This article presents a method for learning well-coordinated Human-Robot Interaction (HRI) from Human-Human Interactions (HHI). We devise a hybrid approach using Hidden Markov Models (HMMs) as the latent space priors for a Variational Autoencoder to model a joint distribution over the interacting agents. We leverage the interaction dynamics learned from HHI to learn HRI and incorporate the conditional generation of robot motions from human observations into the training, thereby predicting more accurate robot trajectories. The generated robot motions are further adapted with Inverse Kinematics to ensure the desired physical proximity with a human, combining the ease of joint space learning and accurate task space reachability. For contact-rich interactions, we modulate the robot's stiffness using HMM segmentation for a compliant interaction. We verify the effectiveness of our approach deployed on a Humanoid robot via a user study. Our method generalizes well to various humans despite being trained on data from just two humans. We find that Users perceive our method as more human-like, timely, and accurate and rank our method with a higher degree of preference over other baselines.

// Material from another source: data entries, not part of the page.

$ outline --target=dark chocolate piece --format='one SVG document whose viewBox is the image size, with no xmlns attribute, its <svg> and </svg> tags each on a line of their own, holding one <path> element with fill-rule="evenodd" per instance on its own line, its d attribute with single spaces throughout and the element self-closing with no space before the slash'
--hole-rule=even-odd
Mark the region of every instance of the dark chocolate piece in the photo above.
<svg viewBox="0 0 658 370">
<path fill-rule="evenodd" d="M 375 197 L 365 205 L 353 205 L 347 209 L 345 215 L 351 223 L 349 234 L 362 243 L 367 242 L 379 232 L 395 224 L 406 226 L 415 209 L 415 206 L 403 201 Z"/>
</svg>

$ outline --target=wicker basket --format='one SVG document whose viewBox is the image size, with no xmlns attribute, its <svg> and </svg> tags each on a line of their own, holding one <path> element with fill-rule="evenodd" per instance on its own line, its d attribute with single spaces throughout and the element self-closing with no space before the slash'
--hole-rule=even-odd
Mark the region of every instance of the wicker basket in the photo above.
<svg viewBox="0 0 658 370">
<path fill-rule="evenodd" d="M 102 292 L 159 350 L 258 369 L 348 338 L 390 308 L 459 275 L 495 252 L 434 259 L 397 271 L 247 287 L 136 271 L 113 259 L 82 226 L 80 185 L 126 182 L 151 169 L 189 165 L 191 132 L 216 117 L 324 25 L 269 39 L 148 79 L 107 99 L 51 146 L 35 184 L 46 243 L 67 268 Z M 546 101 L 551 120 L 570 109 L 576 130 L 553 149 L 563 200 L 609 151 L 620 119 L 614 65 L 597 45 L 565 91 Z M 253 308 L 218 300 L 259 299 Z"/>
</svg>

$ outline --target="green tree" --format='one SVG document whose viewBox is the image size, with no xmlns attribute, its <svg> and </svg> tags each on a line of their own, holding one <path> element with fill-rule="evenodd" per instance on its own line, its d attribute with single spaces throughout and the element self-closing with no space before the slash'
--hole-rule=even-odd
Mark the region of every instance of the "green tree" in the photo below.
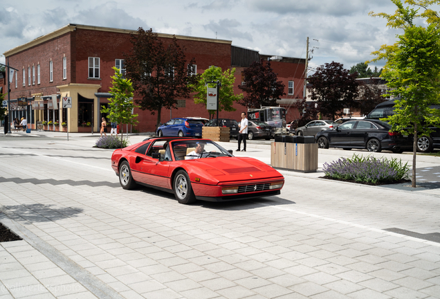
<svg viewBox="0 0 440 299">
<path fill-rule="evenodd" d="M 278 81 L 277 74 L 271 67 L 271 62 L 264 59 L 253 62 L 243 71 L 244 85 L 239 89 L 246 96 L 239 104 L 248 108 L 259 108 L 261 106 L 275 106 L 277 100 L 285 95 L 284 84 Z"/>
<path fill-rule="evenodd" d="M 344 65 L 332 62 L 316 69 L 307 78 L 312 100 L 318 101 L 321 114 L 330 119 L 344 115 L 344 108 L 356 107 L 358 86 L 355 74 L 349 73 Z"/>
<path fill-rule="evenodd" d="M 389 93 L 400 95 L 396 100 L 395 114 L 386 118 L 392 129 L 414 136 L 412 187 L 416 187 L 416 152 L 418 136 L 429 134 L 428 126 L 440 125 L 440 111 L 430 108 L 439 104 L 440 80 L 440 30 L 439 19 L 432 14 L 418 14 L 419 9 L 403 7 L 400 0 L 392 0 L 397 6 L 394 15 L 374 14 L 387 19 L 387 26 L 403 29 L 392 46 L 383 45 L 374 52 L 375 60 L 387 59 L 382 77 L 392 89 Z M 419 6 L 438 1 L 407 1 Z M 427 12 L 428 10 L 425 10 Z M 414 18 L 426 18 L 427 27 L 416 26 Z"/>
<path fill-rule="evenodd" d="M 195 60 L 187 64 L 185 49 L 176 37 L 165 44 L 152 29 L 145 31 L 140 27 L 131 35 L 131 53 L 125 53 L 126 75 L 142 96 L 136 103 L 141 109 L 157 114 L 158 126 L 163 107 L 176 109 L 178 98 L 189 98 L 190 85 L 197 80 L 196 75 L 191 75 Z"/>
<path fill-rule="evenodd" d="M 203 104 L 206 107 L 206 86 L 208 81 L 219 81 L 221 84 L 220 92 L 219 93 L 219 111 L 223 110 L 227 111 L 234 111 L 237 110 L 233 107 L 234 102 L 243 99 L 243 94 L 235 95 L 234 93 L 234 83 L 235 82 L 235 69 L 228 69 L 222 72 L 221 68 L 218 66 L 210 67 L 203 72 L 200 76 L 199 81 L 191 85 L 196 92 L 194 98 L 194 102 L 196 104 Z M 208 87 L 215 87 L 216 84 L 208 83 Z M 212 118 L 217 110 L 208 110 L 210 119 Z"/>
<path fill-rule="evenodd" d="M 131 81 L 125 79 L 123 75 L 120 73 L 119 69 L 113 67 L 115 75 L 111 77 L 112 87 L 110 87 L 110 93 L 112 97 L 109 98 L 109 107 L 101 107 L 101 113 L 107 114 L 107 118 L 111 122 L 121 125 L 136 125 L 138 122 L 138 114 L 132 114 L 134 108 L 138 107 L 133 101 L 133 89 Z M 121 139 L 123 138 L 121 126 Z"/>
</svg>

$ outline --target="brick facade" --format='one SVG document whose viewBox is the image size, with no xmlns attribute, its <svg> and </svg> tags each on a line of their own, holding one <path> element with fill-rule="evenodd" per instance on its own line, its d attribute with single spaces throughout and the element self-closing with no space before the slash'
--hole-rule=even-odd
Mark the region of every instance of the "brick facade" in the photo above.
<svg viewBox="0 0 440 299">
<path fill-rule="evenodd" d="M 130 51 L 130 31 L 114 28 L 104 28 L 92 26 L 68 25 L 53 33 L 44 35 L 27 44 L 19 46 L 5 53 L 9 59 L 10 65 L 18 69 L 17 88 L 15 87 L 15 81 L 11 84 L 11 99 L 19 97 L 35 97 L 41 100 L 42 96 L 57 94 L 60 92 L 62 96 L 71 96 L 74 107 L 71 109 L 68 121 L 72 123 L 70 132 L 79 130 L 77 114 L 79 106 L 75 103 L 80 96 L 93 98 L 93 125 L 99 128 L 100 119 L 98 106 L 108 100 L 105 98 L 97 98 L 95 93 L 106 93 L 109 91 L 111 85 L 111 77 L 113 75 L 111 69 L 115 66 L 115 60 L 124 59 L 124 53 Z M 159 34 L 164 44 L 171 41 L 172 35 Z M 187 61 L 195 58 L 197 73 L 202 73 L 210 66 L 220 66 L 223 70 L 231 67 L 231 42 L 212 39 L 203 39 L 192 37 L 176 36 L 178 43 L 185 49 Z M 63 79 L 63 57 L 66 57 L 67 78 Z M 100 58 L 100 78 L 89 78 L 89 57 Z M 49 64 L 53 62 L 53 81 L 49 80 Z M 289 109 L 295 98 L 302 98 L 302 85 L 304 84 L 304 60 L 283 59 L 279 62 L 272 62 L 272 66 L 278 73 L 279 80 L 286 85 L 286 94 L 281 101 L 283 107 L 288 109 L 287 121 L 297 117 L 297 112 Z M 40 65 L 40 84 L 29 86 L 28 84 L 28 67 Z M 241 82 L 242 66 L 235 66 L 235 92 L 241 93 L 238 89 Z M 22 84 L 23 68 L 26 73 L 26 84 Z M 294 81 L 294 95 L 288 95 L 288 82 Z M 84 91 L 82 91 L 84 90 Z M 135 96 L 135 99 L 136 96 Z M 192 98 L 185 99 L 186 107 L 178 109 L 172 109 L 172 117 L 201 116 L 208 118 L 208 113 L 201 105 L 195 105 Z M 240 119 L 242 111 L 246 107 L 235 104 L 237 109 L 234 112 L 220 112 L 222 118 Z M 76 109 L 76 110 L 75 110 Z M 41 111 L 37 112 L 35 121 L 42 120 L 44 116 Z M 136 129 L 139 132 L 154 132 L 155 130 L 156 116 L 152 116 L 149 111 L 136 111 L 139 114 L 139 124 Z M 60 119 L 62 112 L 60 112 Z M 65 112 L 64 112 L 65 114 Z M 169 110 L 163 109 L 161 120 L 168 120 Z M 35 124 L 34 124 L 35 125 Z M 96 129 L 95 129 L 96 131 Z"/>
</svg>

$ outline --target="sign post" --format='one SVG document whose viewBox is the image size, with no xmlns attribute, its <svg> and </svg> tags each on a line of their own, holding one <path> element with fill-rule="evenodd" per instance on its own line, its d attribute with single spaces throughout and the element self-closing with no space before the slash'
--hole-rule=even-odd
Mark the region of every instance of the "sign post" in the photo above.
<svg viewBox="0 0 440 299">
<path fill-rule="evenodd" d="M 63 108 L 72 108 L 71 97 L 63 97 Z M 66 114 L 68 115 L 68 113 Z M 67 141 L 68 141 L 68 121 L 67 122 Z"/>
</svg>

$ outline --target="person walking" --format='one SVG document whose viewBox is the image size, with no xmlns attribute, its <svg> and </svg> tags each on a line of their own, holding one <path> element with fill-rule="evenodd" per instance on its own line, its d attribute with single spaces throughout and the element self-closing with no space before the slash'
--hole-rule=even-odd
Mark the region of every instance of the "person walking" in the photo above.
<svg viewBox="0 0 440 299">
<path fill-rule="evenodd" d="M 100 133 L 101 133 L 101 137 L 102 137 L 102 133 L 104 133 L 104 135 L 105 135 L 105 136 L 107 136 L 107 122 L 105 121 L 105 118 L 102 118 L 102 122 L 101 123 L 101 131 L 100 131 Z"/>
<path fill-rule="evenodd" d="M 113 136 L 113 134 L 115 133 L 115 135 L 118 136 L 118 124 L 115 122 L 111 122 L 111 131 L 110 131 L 110 134 Z"/>
<path fill-rule="evenodd" d="M 240 145 L 241 145 L 241 141 L 243 141 L 243 150 L 241 152 L 246 151 L 246 137 L 248 136 L 248 118 L 246 118 L 246 112 L 241 112 L 241 122 L 239 124 L 240 131 L 239 131 L 239 147 L 237 152 L 240 152 Z"/>
</svg>

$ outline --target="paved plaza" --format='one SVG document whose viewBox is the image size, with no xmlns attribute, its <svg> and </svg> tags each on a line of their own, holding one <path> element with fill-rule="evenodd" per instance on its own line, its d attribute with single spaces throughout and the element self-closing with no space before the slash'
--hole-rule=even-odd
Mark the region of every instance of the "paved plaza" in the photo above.
<svg viewBox="0 0 440 299">
<path fill-rule="evenodd" d="M 418 157 L 417 188 L 377 187 L 320 179 L 367 154 L 320 150 L 318 172 L 280 171 L 280 195 L 185 206 L 120 188 L 99 134 L 12 135 L 0 221 L 23 240 L 0 243 L 0 299 L 440 298 L 440 158 Z M 268 145 L 247 150 L 270 163 Z"/>
</svg>

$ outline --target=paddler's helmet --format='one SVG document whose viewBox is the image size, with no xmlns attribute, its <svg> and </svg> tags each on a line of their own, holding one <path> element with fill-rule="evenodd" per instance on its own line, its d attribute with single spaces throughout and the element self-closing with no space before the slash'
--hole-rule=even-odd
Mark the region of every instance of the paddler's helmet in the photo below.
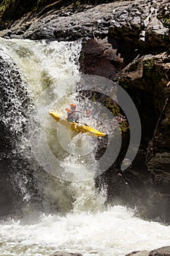
<svg viewBox="0 0 170 256">
<path fill-rule="evenodd" d="M 71 107 L 71 108 L 76 108 L 76 105 L 74 103 L 71 103 L 70 107 Z"/>
</svg>

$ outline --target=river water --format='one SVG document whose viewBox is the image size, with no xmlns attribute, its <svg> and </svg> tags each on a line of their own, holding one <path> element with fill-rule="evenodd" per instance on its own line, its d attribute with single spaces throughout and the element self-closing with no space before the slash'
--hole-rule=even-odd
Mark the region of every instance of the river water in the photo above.
<svg viewBox="0 0 170 256">
<path fill-rule="evenodd" d="M 104 187 L 98 194 L 93 179 L 99 167 L 94 158 L 96 140 L 83 135 L 70 139 L 63 127 L 55 130 L 55 121 L 47 115 L 50 110 L 58 109 L 64 116 L 64 108 L 70 101 L 77 100 L 75 84 L 80 78 L 81 42 L 1 39 L 0 44 L 4 56 L 9 56 L 23 74 L 35 108 L 29 121 L 28 139 L 21 140 L 18 148 L 24 148 L 29 140 L 31 154 L 37 162 L 50 175 L 66 181 L 63 185 L 66 190 L 74 195 L 71 209 L 69 200 L 66 200 L 70 195 L 64 192 L 63 196 L 62 188 L 55 191 L 57 200 L 62 201 L 60 212 L 1 219 L 0 255 L 47 256 L 65 251 L 85 256 L 121 256 L 134 250 L 169 245 L 169 226 L 142 220 L 125 206 L 104 205 Z M 82 102 L 88 106 L 87 100 Z M 35 128 L 34 122 L 37 116 L 40 116 L 40 124 Z M 94 121 L 93 125 L 98 126 L 98 123 Z M 68 136 L 69 143 L 66 143 Z M 85 148 L 90 153 L 88 157 Z M 25 150 L 22 154 L 31 157 Z M 20 187 L 25 191 L 23 200 L 30 198 L 24 183 L 20 183 Z M 50 190 L 48 187 L 50 195 L 55 193 Z"/>
</svg>

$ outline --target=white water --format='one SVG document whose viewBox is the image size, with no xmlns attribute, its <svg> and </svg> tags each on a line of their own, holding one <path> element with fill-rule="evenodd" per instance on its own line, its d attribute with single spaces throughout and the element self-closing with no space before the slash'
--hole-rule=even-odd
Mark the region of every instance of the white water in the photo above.
<svg viewBox="0 0 170 256">
<path fill-rule="evenodd" d="M 95 214 L 42 216 L 36 224 L 12 220 L 0 225 L 1 255 L 50 255 L 55 251 L 85 256 L 121 256 L 133 251 L 169 245 L 170 227 L 134 217 L 115 206 Z"/>
<path fill-rule="evenodd" d="M 55 162 L 51 161 L 50 169 L 47 171 L 50 173 L 51 171 L 53 175 L 56 175 L 59 178 L 63 173 L 69 180 L 74 177 L 72 181 L 66 185 L 69 187 L 66 187 L 66 190 L 69 189 L 74 201 L 72 211 L 65 215 L 56 213 L 47 216 L 41 214 L 32 217 L 31 220 L 29 217 L 25 217 L 19 221 L 10 219 L 8 221 L 1 220 L 0 255 L 47 256 L 55 251 L 66 251 L 80 252 L 84 256 L 121 256 L 134 250 L 151 250 L 169 245 L 170 227 L 142 220 L 134 216 L 132 210 L 125 207 L 104 208 L 104 189 L 103 193 L 98 194 L 91 178 L 93 176 L 85 164 L 87 161 L 93 160 L 93 154 L 90 159 L 80 159 L 66 154 L 63 148 L 58 146 L 55 123 L 50 120 L 50 117 L 46 117 L 47 114 L 45 111 L 47 112 L 49 108 L 56 108 L 55 100 L 61 95 L 69 94 L 70 89 L 74 89 L 75 81 L 79 78 L 77 59 L 81 48 L 80 43 L 53 42 L 48 44 L 45 42 L 1 39 L 1 45 L 2 49 L 13 58 L 23 72 L 28 81 L 28 89 L 34 102 L 37 103 L 38 113 L 45 117 L 45 122 L 43 118 L 40 121 L 40 134 L 36 133 L 39 136 L 39 140 L 36 138 L 35 145 L 31 144 L 34 146 L 34 150 L 39 148 L 35 152 L 36 157 L 42 157 L 42 154 L 45 154 L 45 157 L 48 155 L 48 151 L 44 148 L 46 145 L 43 142 L 45 135 L 51 151 L 55 157 L 60 158 L 60 167 L 62 168 L 61 173 L 58 167 L 57 173 L 54 173 Z M 47 95 L 47 92 L 50 91 L 55 97 L 52 98 L 52 105 L 50 102 L 50 97 L 48 98 Z M 43 97 L 42 92 L 45 92 Z M 75 94 L 67 95 L 62 99 L 59 106 L 61 112 L 62 109 L 68 106 L 70 100 L 76 100 L 74 96 Z M 41 137 L 44 129 L 45 135 Z M 62 131 L 60 130 L 59 132 L 62 134 Z M 76 143 L 77 140 L 71 142 Z M 89 143 L 89 148 L 90 148 L 90 140 L 85 140 L 84 143 Z M 38 145 L 37 148 L 36 145 Z M 47 167 L 46 164 L 43 166 Z M 96 167 L 97 168 L 97 165 Z M 91 171 L 93 175 L 96 170 Z M 64 179 L 66 176 L 62 178 Z M 82 180 L 76 181 L 80 181 L 82 176 Z M 58 184 L 57 186 L 59 186 Z M 49 192 L 55 197 L 55 192 L 59 195 L 58 200 L 59 197 L 63 205 L 66 205 L 68 202 L 65 202 L 65 199 L 68 195 L 64 197 L 63 188 L 59 186 L 59 189 L 60 187 L 60 191 L 57 191 L 57 189 L 52 191 L 49 185 L 47 192 Z M 66 210 L 63 211 L 66 212 Z"/>
</svg>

翻译：本文提出了一种从人人交互中学习协调良好的人机交互的方法。我们设计了一种混合方法，将隐马尔可夫模型作为变分自编码器的潜在空间先验，以建模交互智能体之间的联合分布。通过利用从人人交互中学到的交互动力学，我们学习人机交互，并将基于人类观测的机器人运动条件生成融入训练过程，从而预测更准确的机器人轨迹。生成的机器人运动进一步通过逆运动学进行适配，以确保与人类保持所需的物理邻近性，从而结合了关节空间学习的简便性与任务空间可达性的精确度。对于接触密集型交互，我们利用隐马尔可夫模型分割来调节机器人刚度，以实现柔顺交互。通过在类人机器人上部署并进行用户研究，我们验证了所提方法的有效性。尽管仅基于两个人的数据进行训练，该方法仍能很好地泛化到不同人类用户。用户认为我们的方法更类人、更及时、更准确，并且与其他基线方法相比，更倾向于选择我们的方法。